The gradual clarification of Labour's ideas on English regional governance may well provide a context for at least some of the issues which the Dearing committee will need to address.
Having spent 25 of my 30 years in the university profession in a conurbation which has always been exceptionally well-endowed with higher education opportunities, I am particularly conscious of the benefits that collaboration can bring to institutions, to staff and to students alike, and how much an appropriate framework could further enhance these advantages.
When I first went to Salford it had only recently become a university, and I was very dependent for my research needs on the resources of its long-established neighbour, Manchester.
Of course, in those distant days, the purpose of research was to further scholarship and learning, rather than to gain some supposed competitive advantage for one's institution - I had nothing but support from the John Rylands Library. Recent rhetoric and the existence of a single funding model, have tended to obscure the fact that what happened 25 years ago was right; to have sought to build up a second research library in romance philology three miles away would have been both foolish and ultimately unsuccessful.
So we need a planning and funding model that encourages the allocation of resources to make the best use of the ever more limited cash at our disposal. In the great cities, which host four-fifths of our staff and students, the sharing of library and information services should be but a prelude to the joint planning of many other social or academic facilities. Sports facilities and teaching laboratories perhaps.
But all of this depends on a framework that encourages collaboration, and promotes or even requires institutions to assign their resources for the greater good of teaching and research.
The catch is to define what are the appropriate circumstances, and how such a system might work. I am only too conscious that there are countervailing pressures at work within the sector. First, it is not always easy to define regions, and not all institutions have neighbours. Second, some universities, particularly in the southeast, would not see themselves as having a regional role, even in addition to (let alone instead of) their national and international position as centres of excellence for research and teaching. Third, collaboration on the ground depends not just on financial carrots - a crucial part of a "regional" model - but on sufficient local goodwill and mutual understanding for it to work in practice.

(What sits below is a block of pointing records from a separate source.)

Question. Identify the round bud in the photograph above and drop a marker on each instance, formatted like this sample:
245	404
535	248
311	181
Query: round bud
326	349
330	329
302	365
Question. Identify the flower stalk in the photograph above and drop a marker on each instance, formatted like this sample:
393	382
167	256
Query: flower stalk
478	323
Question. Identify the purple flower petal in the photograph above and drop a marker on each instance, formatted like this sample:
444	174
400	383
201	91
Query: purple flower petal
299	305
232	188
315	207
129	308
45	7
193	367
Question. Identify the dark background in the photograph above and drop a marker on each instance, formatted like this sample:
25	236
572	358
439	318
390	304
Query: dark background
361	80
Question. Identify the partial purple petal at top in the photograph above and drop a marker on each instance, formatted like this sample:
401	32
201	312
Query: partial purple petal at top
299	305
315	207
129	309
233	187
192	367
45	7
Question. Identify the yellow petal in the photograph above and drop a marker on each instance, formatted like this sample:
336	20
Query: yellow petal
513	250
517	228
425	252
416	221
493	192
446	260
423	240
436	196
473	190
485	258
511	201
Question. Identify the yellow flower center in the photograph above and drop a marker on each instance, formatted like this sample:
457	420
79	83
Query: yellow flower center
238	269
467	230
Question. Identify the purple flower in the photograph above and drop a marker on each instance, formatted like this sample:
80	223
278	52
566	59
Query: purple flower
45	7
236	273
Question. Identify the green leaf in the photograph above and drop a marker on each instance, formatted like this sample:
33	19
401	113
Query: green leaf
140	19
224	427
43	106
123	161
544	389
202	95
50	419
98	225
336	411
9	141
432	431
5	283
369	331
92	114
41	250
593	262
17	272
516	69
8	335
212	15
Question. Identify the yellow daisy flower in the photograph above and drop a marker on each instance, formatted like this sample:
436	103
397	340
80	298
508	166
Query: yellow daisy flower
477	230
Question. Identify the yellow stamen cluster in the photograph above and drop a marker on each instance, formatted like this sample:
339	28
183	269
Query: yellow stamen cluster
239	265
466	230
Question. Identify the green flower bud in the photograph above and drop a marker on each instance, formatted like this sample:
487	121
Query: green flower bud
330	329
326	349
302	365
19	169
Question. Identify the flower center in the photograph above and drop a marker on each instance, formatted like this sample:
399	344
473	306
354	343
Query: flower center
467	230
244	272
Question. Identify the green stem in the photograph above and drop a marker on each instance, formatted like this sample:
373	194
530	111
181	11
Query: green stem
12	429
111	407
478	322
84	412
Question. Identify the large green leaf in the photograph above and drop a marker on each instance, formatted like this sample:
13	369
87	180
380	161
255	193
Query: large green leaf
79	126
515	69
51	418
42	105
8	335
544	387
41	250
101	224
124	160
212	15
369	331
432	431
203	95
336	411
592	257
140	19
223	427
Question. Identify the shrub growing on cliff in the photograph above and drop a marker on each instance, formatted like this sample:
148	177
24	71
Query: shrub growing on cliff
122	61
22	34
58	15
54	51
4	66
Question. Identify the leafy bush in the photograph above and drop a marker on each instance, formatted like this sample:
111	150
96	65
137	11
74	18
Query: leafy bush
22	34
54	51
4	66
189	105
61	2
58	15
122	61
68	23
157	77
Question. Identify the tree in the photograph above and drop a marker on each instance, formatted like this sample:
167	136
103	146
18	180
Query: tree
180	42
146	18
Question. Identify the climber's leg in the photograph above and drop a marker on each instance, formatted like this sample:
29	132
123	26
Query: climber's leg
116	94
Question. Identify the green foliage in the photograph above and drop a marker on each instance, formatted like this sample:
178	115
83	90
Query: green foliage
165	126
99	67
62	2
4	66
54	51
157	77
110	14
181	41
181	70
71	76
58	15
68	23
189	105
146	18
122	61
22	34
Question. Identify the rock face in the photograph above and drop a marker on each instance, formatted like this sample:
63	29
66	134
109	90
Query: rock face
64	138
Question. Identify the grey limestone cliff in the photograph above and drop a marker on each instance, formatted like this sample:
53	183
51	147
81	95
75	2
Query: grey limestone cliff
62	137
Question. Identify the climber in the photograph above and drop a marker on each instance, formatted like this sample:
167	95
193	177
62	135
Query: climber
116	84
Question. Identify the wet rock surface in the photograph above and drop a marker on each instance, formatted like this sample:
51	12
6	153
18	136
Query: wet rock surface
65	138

But perhaps the most difficult issue is how a funding model, based in part on shared regional investments, would accommodate universities such as those that exist in all our great cities. Those which would claim, with justification, to have a national and international reputation in both teaching and research, that they are determined to maintain, but that also accept willingly their role within a set of regionally based institutions, with different and partly complementary missions.
If Labour's emergent English regional policy is to work for higher education, and if Dearing is to make recommendations on the funding of universities and colleges, which can both maintain excellence and continue to develop opportunities for the greatly expanded student body and those who teach it, this is one circle which has to be squared.
Martin Harris is vice chancellor of the University of Manchester.